As illustrated in Fig. 1, silicon nanolines of 200 nm and 40 nm wide have vertical sidewalls almost atomically smooth and a high aspect (height/width) ratio exceeding 15, making them ideally suited for buckling studies. Nanoindentation tests were performed in an atomic force microscope to observe the buckling behavior of the silicon nanolines. Under indentation, the silicon nanolines showed extraordinary toughness as they deformed elastically without plastic deformation to about 8%. This is far beyond the usual range of about 0.5% for bulk materials and nearly approaches the theoretical limit for silicon. Combining with modeling simulation, Professor Ho and his team was able to extend this study beyond buckling to measurements of contact friction at nanoscale. The results clearly demonstrate how the elastic behavior of materials can be substantially extended for nanoscale materials.

Working with Drs. Michael Cresswell and Richard Allen, two research scientists at NIST, the Si nanoline structure was adopted as critical dimension (CD) standard for micro-lithography for microchips. This is based on counting the number of the lattice fringes using a transmission electron microscope. The measurement provides an absolute critical dimension standard for advanced lithography which is important as semiconductor devices are being scaled down into nanometer dimensions.

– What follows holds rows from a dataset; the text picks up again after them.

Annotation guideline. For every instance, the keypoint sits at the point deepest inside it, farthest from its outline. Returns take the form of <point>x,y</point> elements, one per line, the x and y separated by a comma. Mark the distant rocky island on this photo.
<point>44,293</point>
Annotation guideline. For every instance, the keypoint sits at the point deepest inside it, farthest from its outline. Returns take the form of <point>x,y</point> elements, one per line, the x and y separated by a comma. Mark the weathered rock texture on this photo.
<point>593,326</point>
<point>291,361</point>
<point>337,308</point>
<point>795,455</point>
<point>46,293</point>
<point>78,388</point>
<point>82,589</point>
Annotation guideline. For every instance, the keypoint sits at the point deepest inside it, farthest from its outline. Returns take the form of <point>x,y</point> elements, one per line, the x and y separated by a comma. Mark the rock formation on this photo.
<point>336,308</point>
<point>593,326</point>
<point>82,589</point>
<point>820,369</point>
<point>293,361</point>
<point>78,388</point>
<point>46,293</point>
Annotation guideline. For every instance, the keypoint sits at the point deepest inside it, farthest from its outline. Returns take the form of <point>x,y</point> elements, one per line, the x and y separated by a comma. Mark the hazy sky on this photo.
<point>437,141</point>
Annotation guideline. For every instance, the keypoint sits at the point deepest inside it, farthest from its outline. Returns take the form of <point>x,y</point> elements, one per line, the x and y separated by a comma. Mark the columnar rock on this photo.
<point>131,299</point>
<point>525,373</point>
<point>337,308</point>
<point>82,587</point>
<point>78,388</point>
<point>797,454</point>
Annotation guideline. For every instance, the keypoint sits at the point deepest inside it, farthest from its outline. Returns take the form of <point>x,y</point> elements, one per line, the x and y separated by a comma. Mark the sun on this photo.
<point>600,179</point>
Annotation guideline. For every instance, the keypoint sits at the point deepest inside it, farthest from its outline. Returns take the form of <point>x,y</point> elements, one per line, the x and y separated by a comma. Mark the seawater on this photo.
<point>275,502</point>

The application for lithography and critical dimensional control was presented in a public conference SEMICON West on July 16, 2007 in San Jose, CA addressing to a large audience from the semiconductor industry.

The research from this project will advance fundamental understanding of mechanical behaviors at the nanoscale, which is critically important in the development of nanostructures for engineering applications, and thus has a broader impact on nanoscience and nanotechnology. Educational activities will be incorporated within the research project to enhance its societal impacts, which include training of graduate and undergraduate students and outreach to underrepresented groups. The research results will be broadly disseminated to the academic community as well as the general public.